FalkorDB vs TigerGraph: Which Graph Database Is Best for AI Workloads?
Blog post from FalkorDB
In the context of AI workloads, FalkorDB and TigerGraph serve different needs due to their distinct architectures and capabilities. FalkorDB, an open-source graph database built on Redis, is optimized for low-latency, AI-native workloads, offering sub-millisecond query responses crucial for real-time AI inference, particularly in GraphRAG (retrieval-augmented generation) applications. It supports the widely adopted Cypher query language, integrates with LangChain, and is designed to work seamlessly with large language models. TigerGraph, on the other hand, is a proprietary distributed graph analytics platform designed for batch analytics over massive datasets, excelling in deep-link analytics and feature engineering for machine learning applications.
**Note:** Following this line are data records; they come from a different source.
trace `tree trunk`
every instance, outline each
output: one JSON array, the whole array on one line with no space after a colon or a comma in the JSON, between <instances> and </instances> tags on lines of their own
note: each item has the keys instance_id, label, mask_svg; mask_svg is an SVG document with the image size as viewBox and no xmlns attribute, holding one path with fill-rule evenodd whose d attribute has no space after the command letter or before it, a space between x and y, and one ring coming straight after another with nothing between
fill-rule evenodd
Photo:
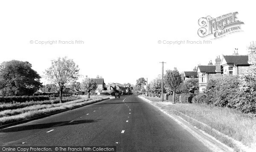
<instances>
[{"instance_id":1,"label":"tree trunk","mask_svg":"<svg viewBox=\"0 0 256 152\"><path fill-rule=\"evenodd\" d=\"M62 91L63 86L60 86L60 103L62 103Z\"/></svg>"},{"instance_id":2,"label":"tree trunk","mask_svg":"<svg viewBox=\"0 0 256 152\"><path fill-rule=\"evenodd\" d=\"M90 98L90 91L88 91L88 93L87 93L87 98Z\"/></svg>"},{"instance_id":3,"label":"tree trunk","mask_svg":"<svg viewBox=\"0 0 256 152\"><path fill-rule=\"evenodd\" d=\"M172 91L172 100L173 101L173 103L175 104L175 91Z\"/></svg>"}]
</instances>

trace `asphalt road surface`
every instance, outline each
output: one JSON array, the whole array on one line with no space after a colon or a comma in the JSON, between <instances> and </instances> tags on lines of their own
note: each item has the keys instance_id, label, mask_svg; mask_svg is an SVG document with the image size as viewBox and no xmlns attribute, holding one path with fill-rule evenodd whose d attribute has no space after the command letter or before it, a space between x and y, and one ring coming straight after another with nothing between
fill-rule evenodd
<instances>
[{"instance_id":1,"label":"asphalt road surface","mask_svg":"<svg viewBox=\"0 0 256 152\"><path fill-rule=\"evenodd\" d=\"M1 130L0 145L114 146L117 152L210 151L174 121L135 95Z\"/></svg>"}]
</instances>

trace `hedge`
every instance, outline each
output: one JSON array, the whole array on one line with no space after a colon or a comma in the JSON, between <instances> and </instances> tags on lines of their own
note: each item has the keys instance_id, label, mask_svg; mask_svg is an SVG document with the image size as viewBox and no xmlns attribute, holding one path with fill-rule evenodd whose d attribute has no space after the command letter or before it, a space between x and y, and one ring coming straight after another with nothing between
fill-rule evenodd
<instances>
[{"instance_id":1,"label":"hedge","mask_svg":"<svg viewBox=\"0 0 256 152\"><path fill-rule=\"evenodd\" d=\"M50 97L49 96L5 96L0 97L0 102L13 103L25 102L27 101L38 101L50 100Z\"/></svg>"}]
</instances>

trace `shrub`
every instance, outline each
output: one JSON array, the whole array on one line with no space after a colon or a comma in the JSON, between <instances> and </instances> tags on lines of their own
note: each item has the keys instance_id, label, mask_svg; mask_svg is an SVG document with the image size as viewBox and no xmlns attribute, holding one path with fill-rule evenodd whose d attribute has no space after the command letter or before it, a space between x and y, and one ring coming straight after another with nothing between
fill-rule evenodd
<instances>
[{"instance_id":1,"label":"shrub","mask_svg":"<svg viewBox=\"0 0 256 152\"><path fill-rule=\"evenodd\" d=\"M192 103L200 104L207 103L206 99L206 95L204 93L195 94L192 99Z\"/></svg>"},{"instance_id":2,"label":"shrub","mask_svg":"<svg viewBox=\"0 0 256 152\"><path fill-rule=\"evenodd\" d=\"M5 96L0 98L0 102L13 103L24 102L27 101L38 101L49 100L48 96Z\"/></svg>"}]
</instances>

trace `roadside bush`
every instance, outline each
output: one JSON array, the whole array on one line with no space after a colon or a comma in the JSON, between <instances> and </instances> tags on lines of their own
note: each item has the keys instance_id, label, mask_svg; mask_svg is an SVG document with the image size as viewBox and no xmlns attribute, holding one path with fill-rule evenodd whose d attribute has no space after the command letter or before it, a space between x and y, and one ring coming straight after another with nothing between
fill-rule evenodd
<instances>
[{"instance_id":1,"label":"roadside bush","mask_svg":"<svg viewBox=\"0 0 256 152\"><path fill-rule=\"evenodd\" d=\"M210 80L207 87L206 103L255 115L256 67L250 67L239 76L224 76Z\"/></svg>"},{"instance_id":2,"label":"roadside bush","mask_svg":"<svg viewBox=\"0 0 256 152\"><path fill-rule=\"evenodd\" d=\"M0 102L7 103L25 102L27 101L38 101L50 100L49 96L4 96L0 98Z\"/></svg>"},{"instance_id":3,"label":"roadside bush","mask_svg":"<svg viewBox=\"0 0 256 152\"><path fill-rule=\"evenodd\" d=\"M182 93L180 96L180 102L181 103L192 103L193 95L192 93Z\"/></svg>"},{"instance_id":4,"label":"roadside bush","mask_svg":"<svg viewBox=\"0 0 256 152\"><path fill-rule=\"evenodd\" d=\"M204 104L209 104L207 101L206 95L204 93L199 93L198 94L194 95L194 97L192 99L192 103Z\"/></svg>"}]
</instances>

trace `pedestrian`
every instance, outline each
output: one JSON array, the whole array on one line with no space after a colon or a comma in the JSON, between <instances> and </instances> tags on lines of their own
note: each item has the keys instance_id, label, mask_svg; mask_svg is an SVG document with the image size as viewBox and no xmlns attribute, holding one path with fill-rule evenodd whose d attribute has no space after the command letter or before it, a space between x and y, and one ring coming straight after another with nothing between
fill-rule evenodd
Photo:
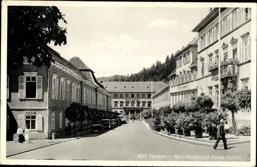
<instances>
[{"instance_id":1,"label":"pedestrian","mask_svg":"<svg viewBox=\"0 0 257 167\"><path fill-rule=\"evenodd\" d=\"M24 138L25 139L25 142L26 143L29 143L29 130L28 129L28 126L26 126L25 130L24 131Z\"/></svg>"},{"instance_id":2,"label":"pedestrian","mask_svg":"<svg viewBox=\"0 0 257 167\"><path fill-rule=\"evenodd\" d=\"M223 141L223 144L224 144L224 149L228 149L228 145L227 145L227 140L225 137L225 133L224 130L224 120L223 119L221 119L220 124L218 126L217 128L217 137L218 139L216 141L214 146L213 147L213 149L214 150L217 150L217 147L218 146L218 144L219 142L221 140L222 140Z\"/></svg>"},{"instance_id":3,"label":"pedestrian","mask_svg":"<svg viewBox=\"0 0 257 167\"><path fill-rule=\"evenodd\" d=\"M18 129L17 129L17 134L18 134L19 136L19 142L21 143L22 143L23 142L23 131L22 129L18 127Z\"/></svg>"}]
</instances>

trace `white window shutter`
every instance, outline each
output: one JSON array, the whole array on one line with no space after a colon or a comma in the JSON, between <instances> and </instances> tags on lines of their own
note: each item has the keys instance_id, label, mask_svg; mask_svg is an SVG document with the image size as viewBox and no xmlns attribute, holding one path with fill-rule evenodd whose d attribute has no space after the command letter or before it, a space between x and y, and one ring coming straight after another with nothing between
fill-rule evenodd
<instances>
[{"instance_id":1,"label":"white window shutter","mask_svg":"<svg viewBox=\"0 0 257 167\"><path fill-rule=\"evenodd\" d=\"M6 98L9 98L9 76L7 76L6 79L7 83Z\"/></svg>"},{"instance_id":2,"label":"white window shutter","mask_svg":"<svg viewBox=\"0 0 257 167\"><path fill-rule=\"evenodd\" d=\"M54 79L53 77L52 77L52 90L51 91L51 97L52 99L54 99L54 92L53 92L53 90L54 89L54 85L53 84L53 81Z\"/></svg>"},{"instance_id":3,"label":"white window shutter","mask_svg":"<svg viewBox=\"0 0 257 167\"><path fill-rule=\"evenodd\" d=\"M43 96L43 77L42 76L36 77L36 98L42 99Z\"/></svg>"},{"instance_id":4,"label":"white window shutter","mask_svg":"<svg viewBox=\"0 0 257 167\"><path fill-rule=\"evenodd\" d=\"M24 76L19 76L19 98L24 98Z\"/></svg>"},{"instance_id":5,"label":"white window shutter","mask_svg":"<svg viewBox=\"0 0 257 167\"><path fill-rule=\"evenodd\" d=\"M35 117L35 129L37 131L43 130L43 117L42 115L36 115Z\"/></svg>"},{"instance_id":6,"label":"white window shutter","mask_svg":"<svg viewBox=\"0 0 257 167\"><path fill-rule=\"evenodd\" d=\"M57 100L58 99L58 95L59 95L59 79L58 78L56 79L56 99Z\"/></svg>"},{"instance_id":7,"label":"white window shutter","mask_svg":"<svg viewBox=\"0 0 257 167\"><path fill-rule=\"evenodd\" d=\"M25 128L25 116L24 115L18 115L18 127L21 129Z\"/></svg>"}]
</instances>

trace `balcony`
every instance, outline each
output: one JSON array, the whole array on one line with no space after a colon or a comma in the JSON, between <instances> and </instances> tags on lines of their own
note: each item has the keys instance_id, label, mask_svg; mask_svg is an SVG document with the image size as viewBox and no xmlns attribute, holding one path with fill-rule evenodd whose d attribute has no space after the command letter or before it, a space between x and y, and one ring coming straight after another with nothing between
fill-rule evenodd
<instances>
[{"instance_id":1,"label":"balcony","mask_svg":"<svg viewBox=\"0 0 257 167\"><path fill-rule=\"evenodd\" d=\"M224 60L221 61L221 68L227 65L235 65L237 66L239 64L239 60L237 59L230 58L228 60ZM218 68L218 64L216 62L213 63L209 68L208 71L211 72L217 70Z\"/></svg>"},{"instance_id":2,"label":"balcony","mask_svg":"<svg viewBox=\"0 0 257 167\"><path fill-rule=\"evenodd\" d=\"M221 67L221 79L226 77L237 77L238 74L237 65L227 65ZM218 70L212 71L212 80L218 79Z\"/></svg>"}]
</instances>

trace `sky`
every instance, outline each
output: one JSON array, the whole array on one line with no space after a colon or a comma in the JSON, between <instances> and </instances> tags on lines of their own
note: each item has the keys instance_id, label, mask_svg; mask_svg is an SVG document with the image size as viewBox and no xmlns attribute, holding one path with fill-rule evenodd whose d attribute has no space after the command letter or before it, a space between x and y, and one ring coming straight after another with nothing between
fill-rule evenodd
<instances>
[{"instance_id":1,"label":"sky","mask_svg":"<svg viewBox=\"0 0 257 167\"><path fill-rule=\"evenodd\" d=\"M186 46L208 8L58 7L67 45L49 45L69 60L80 57L96 77L135 73L163 62Z\"/></svg>"}]
</instances>

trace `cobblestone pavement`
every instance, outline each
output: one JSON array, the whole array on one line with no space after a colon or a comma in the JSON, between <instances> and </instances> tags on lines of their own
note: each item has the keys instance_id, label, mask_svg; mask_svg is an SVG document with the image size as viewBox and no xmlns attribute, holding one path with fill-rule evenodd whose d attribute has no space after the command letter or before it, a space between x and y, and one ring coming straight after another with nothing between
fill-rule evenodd
<instances>
[{"instance_id":1,"label":"cobblestone pavement","mask_svg":"<svg viewBox=\"0 0 257 167\"><path fill-rule=\"evenodd\" d=\"M53 145L8 157L8 159L94 160L250 161L250 143L229 146L221 141L214 150L163 137L142 121L130 122L103 134Z\"/></svg>"}]
</instances>

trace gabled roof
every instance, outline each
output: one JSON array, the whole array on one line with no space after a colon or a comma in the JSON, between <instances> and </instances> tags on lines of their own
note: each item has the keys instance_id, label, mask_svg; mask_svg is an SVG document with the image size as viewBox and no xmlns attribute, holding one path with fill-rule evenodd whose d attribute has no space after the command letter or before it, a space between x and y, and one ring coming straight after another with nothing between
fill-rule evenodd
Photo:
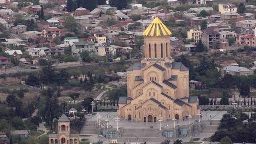
<instances>
[{"instance_id":1,"label":"gabled roof","mask_svg":"<svg viewBox=\"0 0 256 144\"><path fill-rule=\"evenodd\" d=\"M66 122L69 121L70 121L70 120L65 114L63 114L61 116L61 117L60 117L60 118L59 119L59 120L58 120L58 122Z\"/></svg>"},{"instance_id":2,"label":"gabled roof","mask_svg":"<svg viewBox=\"0 0 256 144\"><path fill-rule=\"evenodd\" d=\"M175 89L176 88L177 88L177 86L175 86L175 85L172 84L171 83L168 82L168 81L166 80L164 80L163 81L163 83L166 85L167 85L167 86L170 86L170 87L173 88L174 89Z\"/></svg>"},{"instance_id":3,"label":"gabled roof","mask_svg":"<svg viewBox=\"0 0 256 144\"><path fill-rule=\"evenodd\" d=\"M165 68L163 68L162 67L159 66L159 65L156 64L154 64L153 65L152 65L153 66L155 67L156 68L159 69L159 70L162 70L162 71L164 71L164 70L165 70Z\"/></svg>"},{"instance_id":4,"label":"gabled roof","mask_svg":"<svg viewBox=\"0 0 256 144\"><path fill-rule=\"evenodd\" d=\"M180 71L188 70L189 69L184 66L181 62L174 62L172 63L172 69L180 69Z\"/></svg>"},{"instance_id":5,"label":"gabled roof","mask_svg":"<svg viewBox=\"0 0 256 144\"><path fill-rule=\"evenodd\" d=\"M188 97L188 103L196 103L198 98L197 96L189 96Z\"/></svg>"}]
</instances>

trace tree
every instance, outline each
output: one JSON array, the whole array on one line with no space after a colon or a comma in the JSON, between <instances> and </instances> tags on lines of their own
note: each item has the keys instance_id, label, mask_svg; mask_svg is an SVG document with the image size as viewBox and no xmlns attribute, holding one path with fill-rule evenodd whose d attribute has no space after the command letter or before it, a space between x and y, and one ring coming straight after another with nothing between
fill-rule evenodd
<instances>
[{"instance_id":1,"label":"tree","mask_svg":"<svg viewBox=\"0 0 256 144\"><path fill-rule=\"evenodd\" d=\"M236 38L230 37L227 38L226 39L228 40L228 42L229 44L229 46L231 46L232 45L232 44L234 44L234 42L236 42Z\"/></svg>"},{"instance_id":2,"label":"tree","mask_svg":"<svg viewBox=\"0 0 256 144\"><path fill-rule=\"evenodd\" d=\"M106 0L97 0L97 3L98 5L104 5L106 4Z\"/></svg>"},{"instance_id":3,"label":"tree","mask_svg":"<svg viewBox=\"0 0 256 144\"><path fill-rule=\"evenodd\" d=\"M238 14L243 14L246 10L244 4L243 2L240 2L237 9L237 13Z\"/></svg>"},{"instance_id":4,"label":"tree","mask_svg":"<svg viewBox=\"0 0 256 144\"><path fill-rule=\"evenodd\" d=\"M70 94L69 94L69 97L72 98L72 100L74 100L74 104L75 104L75 102L76 102L76 99L79 97L80 93L77 92L73 92Z\"/></svg>"},{"instance_id":5,"label":"tree","mask_svg":"<svg viewBox=\"0 0 256 144\"><path fill-rule=\"evenodd\" d=\"M200 27L201 30L205 30L207 29L207 22L204 20L202 21L201 24L200 24Z\"/></svg>"},{"instance_id":6,"label":"tree","mask_svg":"<svg viewBox=\"0 0 256 144\"><path fill-rule=\"evenodd\" d=\"M204 50L204 46L202 40L199 40L198 41L198 43L196 47L196 52L202 52Z\"/></svg>"},{"instance_id":7,"label":"tree","mask_svg":"<svg viewBox=\"0 0 256 144\"><path fill-rule=\"evenodd\" d=\"M66 5L65 8L68 12L73 12L76 9L76 6L72 0L67 0L67 4ZM66 20L67 21L67 20Z\"/></svg>"},{"instance_id":8,"label":"tree","mask_svg":"<svg viewBox=\"0 0 256 144\"><path fill-rule=\"evenodd\" d=\"M68 0L68 2L69 0ZM68 5L67 4L66 5ZM77 31L77 24L74 17L71 15L68 16L66 22L64 26L65 28L67 28L70 32L75 32Z\"/></svg>"},{"instance_id":9,"label":"tree","mask_svg":"<svg viewBox=\"0 0 256 144\"><path fill-rule=\"evenodd\" d=\"M220 141L220 144L232 144L231 139L228 136L222 138Z\"/></svg>"},{"instance_id":10,"label":"tree","mask_svg":"<svg viewBox=\"0 0 256 144\"><path fill-rule=\"evenodd\" d=\"M173 142L173 144L182 144L182 140L176 140Z\"/></svg>"},{"instance_id":11,"label":"tree","mask_svg":"<svg viewBox=\"0 0 256 144\"><path fill-rule=\"evenodd\" d=\"M42 3L41 5L41 16L40 18L43 20L44 20L44 8L43 7Z\"/></svg>"}]
</instances>

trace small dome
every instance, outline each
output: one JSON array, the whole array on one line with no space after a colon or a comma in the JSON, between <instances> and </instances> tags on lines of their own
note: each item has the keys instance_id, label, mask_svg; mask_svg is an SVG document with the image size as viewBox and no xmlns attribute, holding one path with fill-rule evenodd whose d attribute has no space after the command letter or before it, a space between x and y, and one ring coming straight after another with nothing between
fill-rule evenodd
<instances>
[{"instance_id":1,"label":"small dome","mask_svg":"<svg viewBox=\"0 0 256 144\"><path fill-rule=\"evenodd\" d=\"M142 35L148 36L170 36L172 32L156 16L145 30Z\"/></svg>"}]
</instances>

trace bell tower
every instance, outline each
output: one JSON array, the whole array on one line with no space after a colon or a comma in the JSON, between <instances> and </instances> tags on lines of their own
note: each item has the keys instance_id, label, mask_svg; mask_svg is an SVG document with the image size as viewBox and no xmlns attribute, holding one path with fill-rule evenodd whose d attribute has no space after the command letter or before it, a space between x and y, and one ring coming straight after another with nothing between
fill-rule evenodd
<instances>
[{"instance_id":1,"label":"bell tower","mask_svg":"<svg viewBox=\"0 0 256 144\"><path fill-rule=\"evenodd\" d=\"M145 57L161 58L170 56L170 38L172 32L157 16L145 30L142 35L145 42Z\"/></svg>"}]
</instances>

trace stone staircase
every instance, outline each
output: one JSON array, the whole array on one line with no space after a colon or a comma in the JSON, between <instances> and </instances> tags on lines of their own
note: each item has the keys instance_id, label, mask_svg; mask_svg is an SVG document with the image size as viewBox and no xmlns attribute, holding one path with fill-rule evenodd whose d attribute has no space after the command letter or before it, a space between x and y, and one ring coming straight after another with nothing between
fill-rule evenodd
<instances>
[{"instance_id":1,"label":"stone staircase","mask_svg":"<svg viewBox=\"0 0 256 144\"><path fill-rule=\"evenodd\" d=\"M87 121L80 132L80 134L97 134L97 128L94 122Z\"/></svg>"},{"instance_id":2,"label":"stone staircase","mask_svg":"<svg viewBox=\"0 0 256 144\"><path fill-rule=\"evenodd\" d=\"M220 124L219 120L211 120L210 125L205 125L202 133L214 134L218 130L217 128Z\"/></svg>"},{"instance_id":3,"label":"stone staircase","mask_svg":"<svg viewBox=\"0 0 256 144\"><path fill-rule=\"evenodd\" d=\"M159 142L164 140L164 139L158 137L158 129L124 129L121 136L118 138L119 142ZM138 138L137 138L138 136Z\"/></svg>"}]
</instances>

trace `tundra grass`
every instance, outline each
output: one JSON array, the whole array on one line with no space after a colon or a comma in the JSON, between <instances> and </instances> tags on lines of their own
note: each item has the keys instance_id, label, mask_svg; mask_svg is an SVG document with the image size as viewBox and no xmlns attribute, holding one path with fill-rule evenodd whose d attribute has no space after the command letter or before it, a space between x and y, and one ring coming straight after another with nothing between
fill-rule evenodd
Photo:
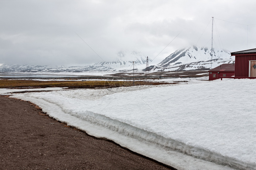
<instances>
[{"instance_id":1,"label":"tundra grass","mask_svg":"<svg viewBox=\"0 0 256 170\"><path fill-rule=\"evenodd\" d=\"M157 85L163 83L135 81L134 85ZM40 81L0 80L0 88L68 87L70 88L111 88L133 85L133 82L124 81Z\"/></svg>"}]
</instances>

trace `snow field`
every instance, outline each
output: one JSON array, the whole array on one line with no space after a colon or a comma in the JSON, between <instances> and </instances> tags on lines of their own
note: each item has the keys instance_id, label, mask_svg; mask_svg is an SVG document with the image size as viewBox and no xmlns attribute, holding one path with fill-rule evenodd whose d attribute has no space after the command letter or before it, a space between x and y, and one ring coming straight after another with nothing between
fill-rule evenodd
<instances>
[{"instance_id":1,"label":"snow field","mask_svg":"<svg viewBox=\"0 0 256 170\"><path fill-rule=\"evenodd\" d=\"M255 80L188 80L136 91L77 89L14 97L178 169L232 169L227 165L256 169L255 92L251 89Z\"/></svg>"}]
</instances>

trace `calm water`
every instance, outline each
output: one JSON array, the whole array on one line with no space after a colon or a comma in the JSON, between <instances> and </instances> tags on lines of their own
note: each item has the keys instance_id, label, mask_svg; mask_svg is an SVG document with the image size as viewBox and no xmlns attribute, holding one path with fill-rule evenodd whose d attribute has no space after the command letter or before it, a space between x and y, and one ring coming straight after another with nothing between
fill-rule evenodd
<instances>
[{"instance_id":1,"label":"calm water","mask_svg":"<svg viewBox=\"0 0 256 170\"><path fill-rule=\"evenodd\" d=\"M65 77L78 77L77 75L60 75L57 74L19 74L0 73L0 78L58 78Z\"/></svg>"}]
</instances>

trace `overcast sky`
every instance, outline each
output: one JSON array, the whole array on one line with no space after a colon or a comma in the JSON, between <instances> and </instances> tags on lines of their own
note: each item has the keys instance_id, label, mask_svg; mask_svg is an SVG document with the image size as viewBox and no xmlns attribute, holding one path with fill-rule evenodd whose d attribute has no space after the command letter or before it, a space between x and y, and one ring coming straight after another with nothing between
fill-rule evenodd
<instances>
[{"instance_id":1,"label":"overcast sky","mask_svg":"<svg viewBox=\"0 0 256 170\"><path fill-rule=\"evenodd\" d=\"M188 45L210 48L212 17L214 48L256 48L255 7L255 0L1 0L0 63L85 65L122 50L153 59L171 41L157 64Z\"/></svg>"}]
</instances>

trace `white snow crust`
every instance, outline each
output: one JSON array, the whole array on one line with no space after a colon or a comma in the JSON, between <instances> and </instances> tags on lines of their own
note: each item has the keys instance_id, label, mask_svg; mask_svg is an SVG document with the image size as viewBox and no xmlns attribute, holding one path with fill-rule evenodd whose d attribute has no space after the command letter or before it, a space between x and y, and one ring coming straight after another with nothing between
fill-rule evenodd
<instances>
[{"instance_id":1,"label":"white snow crust","mask_svg":"<svg viewBox=\"0 0 256 170\"><path fill-rule=\"evenodd\" d=\"M181 84L13 97L178 169L256 169L256 80L165 80Z\"/></svg>"}]
</instances>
Although TigerGraph offers robust batch analytics capabilities, its architecture introduces latency issues for real-time queries, making it less suitable for latency-sensitive AI inference compared to FalkorDB. Pricing models also differ significantly; FalkorDB's open-source model eliminates licensing fees and supports flexible self-hosting options, while TigerGraph's proprietary model involves tiered pricing and potential budget unpredictability. For real-time GraphRAG workloads and AI applications requiring fast, reliable graph retrieval, FalkorDB is a more suitable choice, whereas TigerGraph is better suited for offline batch processing tasks.